Dual Burden Birth: Tanisha's story

Tanisha with her son, who was born prematurely. Photo credit: Tanisha Fuller

When Tanisha Fuller, then 26, woke up in the middle of the night with a sharp pain between her shoulder blades, she thought it was just gas. Being six months pregnant with her third child, she was hoping the pain was something that a little more sleep could fix. However, later, when she woke up not being able to breathe, she knew something was wrong.

Once Tanisha’s partner took her to the emergency room, it was discovered that Tanisha’s lung had collapsed and was putting pressure on her heart. Doctors rushed her into the operating room where they installed a chest tube to relieve the pressure. The doctors told Tanisha that she would have to wear the tube throughout her pregnancy. “I was in constant pain because I had a tube hanging out of my chest,” said Tanisha. “I had a one-year-old and an eight-year-old, so I couldn’t just be in the bed like they wanted me to.”

Juggling her pain, her pregnancy, and her two young children, Tanisha was required to visit three specialists each week to monitor her condition. “They gave me all of these appointments on different days.” said Tanisha. When she asked for the appointments to be streamlined into one day she noted a doctor responded that, “If I was concerned with my child and my health I would make it to my appointment.” “It made me think,” said Tanisha. “Am I wrong for asking for these appointments on the same day?”

Tanisha’s doctors eventually decided to induce her, delivering her baby four weeks premature. Tanisha recalled being sent home with a “teeny tiny baby,” and feeling completely lost. All of her other children were full term. “I also didn’t get any information on how to take home a preemie baby,” she said. “No one in my family knew either and everyone was scared to touch him because he was so little.”

Though Tanisha’s lung condition, Spontaneous Pneumothorax, was very rare, she is not alone. Nearly a quarter of women who have serious maternal complications during childbirth also have premature births, posing a “dual burden” on families, according to a study published The Journal of Maternal-Fetal & Neonatal Medicine in July 2019.

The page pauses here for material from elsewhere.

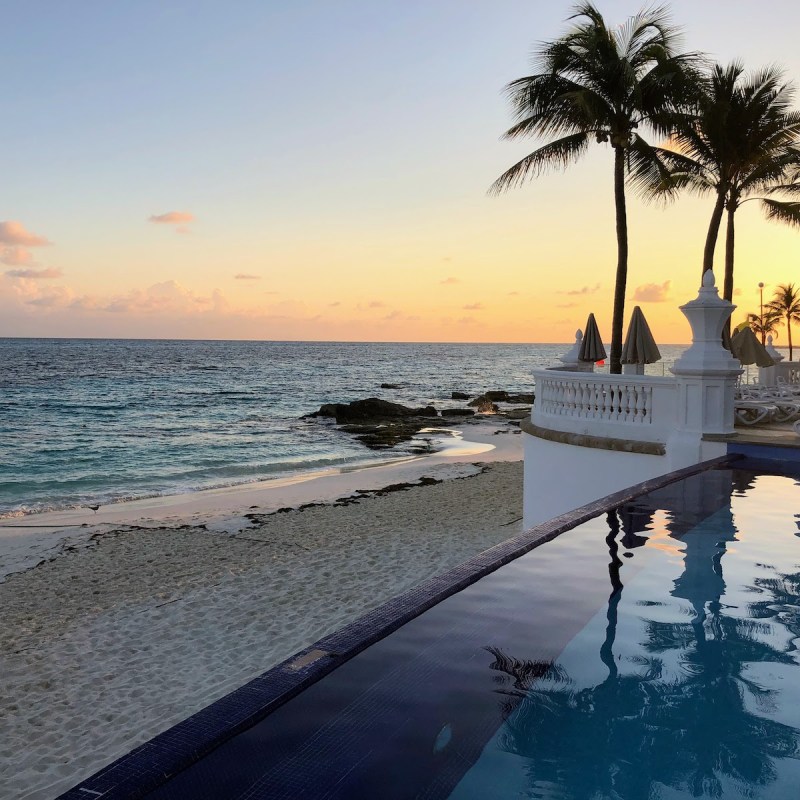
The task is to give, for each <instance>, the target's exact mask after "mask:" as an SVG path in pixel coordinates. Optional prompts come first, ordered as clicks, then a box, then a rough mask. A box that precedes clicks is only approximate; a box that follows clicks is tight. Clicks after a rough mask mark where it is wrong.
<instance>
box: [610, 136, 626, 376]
mask: <svg viewBox="0 0 800 800" xmlns="http://www.w3.org/2000/svg"><path fill="white" fill-rule="evenodd" d="M614 204H615V206H616V212H617V275H616V282H615V285H614V316H613V318H612V320H611V357H610V361H611V374H612V375H619V374H620V373H621V372H622V363H621V361H620V359H621V358H622V317H623V315H624V313H625V287H626V284H627V282H628V213H627V210H626V208H625V150H624V149H623V148H622V147H614Z"/></svg>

Conducted by UCSF Preterm Birth Initiative, in collaboration with NYU Rory Meyers College of Nursing, and Stanford University, this is the first study to quantify the occurrence of dual burden births. The study’s senior author and Director of PTBi’s Discovery Aim, Laura Jelliffe-Pawlowski, explained, “Imagine the deep trauma a family experiences when both the mother and newborn child are simultaneously fighting for their lives. This is the reality for 1,900 families in California, and it can have rippling effects across generations, particularly for Black families who are more likely to have a dual burden birth.”

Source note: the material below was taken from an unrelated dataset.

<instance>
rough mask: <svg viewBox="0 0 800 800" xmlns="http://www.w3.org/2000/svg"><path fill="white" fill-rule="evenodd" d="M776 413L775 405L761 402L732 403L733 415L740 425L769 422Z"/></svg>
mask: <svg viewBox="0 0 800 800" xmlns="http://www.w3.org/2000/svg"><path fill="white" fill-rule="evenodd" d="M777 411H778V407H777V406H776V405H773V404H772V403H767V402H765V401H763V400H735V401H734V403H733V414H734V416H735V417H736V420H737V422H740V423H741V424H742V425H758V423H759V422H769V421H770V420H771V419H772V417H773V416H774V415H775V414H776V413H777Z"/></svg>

Through research like this, PTBI is adding to the national conversation on maternal and infant health, specifically through system-wide recommendations. The study notes, “The stress dual burden births place on affected families may not yet be fully recognized by providers, especially when maternal and newborn care are delivered by different providers in different specialties. Family-centered care and parent involvement have beneficial effects on preterm infant and family outcomes and this care model may need to be adapted for families affected by severe maternal morbidity, particularly regarding coordination of infant and maternal health care teams and support to other family members.”